Never forget that search engines do not speak english and have no idea what you're talking about. Search engines compare your keywords to their database. "Soft" words and phrases like "i have a problem with" will either fill your results with junk or give you no results.

Good searching:

  • realtek dtv1000t "error 0x03b: tuner not ready"
  • nvidia gtx970 antialias crash "far cry 4"
  • linux mint 17.1 amd catalyst "won't compile"
  • corsair 750w psu "high temperature"

Bad searching:

  • why does windows crash when i click on the clock
  • nvidia problem
  • my computer crashes on tuesday and sometimes wednesday
  • linux errors 2015

Finding Problem Communities

If you can't find a solution to your problem, you can problably find other people with the same issue.

They may have other things to try which you haven't thought of, or may be searching for someone just like you who has a slightly different setup to help find the cause of the issue. You're likely to find links to official bugtrackers or manufacturer websites where the problem is acknowledged.

Participate and add your voice. Another "me too" comment with your specs and settings will not hurt.

You may also find out that the problem you're having is a known issue and unresolved (which tells you that you successfully diagnosed the problem and that there's no solution yet).

You may also find workarounds for your problem.

Reporting a Unique Problem

If you're convinced you're experiencing a problem that nobody else has come across, report it! This is especially true if you're running current or beta software.

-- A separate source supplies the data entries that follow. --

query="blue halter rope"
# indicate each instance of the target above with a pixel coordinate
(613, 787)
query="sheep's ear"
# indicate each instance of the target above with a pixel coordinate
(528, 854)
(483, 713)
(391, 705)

Find the official forum/bugtracker for the problem you're having, sign up, and post:

  • Give your exact hardware/operating system/software versions.
  • Detail the steps to reproduce the problem.
  • Provide whatever logs you can, and use a service like pastebin to paste your logfile into, rather than making your bug report hard to read.
  • Explain the steps you've taken to resolve the problem.
  • Copy/paste links to anything helpful you've found in your troubleshooting.
  • Post your gut feeling, if you have one, and explain that it's just a gut feeling. We all have them, and sometimes they're correct.
  • Keep up with your post: With any luck you'll be asked some questions by others who want to help you. Just having other people say "me too!" will reassure you that you've done a good job in diagnosing the problem.

While this step doesn't immediately solve you problem, it does make you a key figure in resolving the problem, and for that you should feel pride.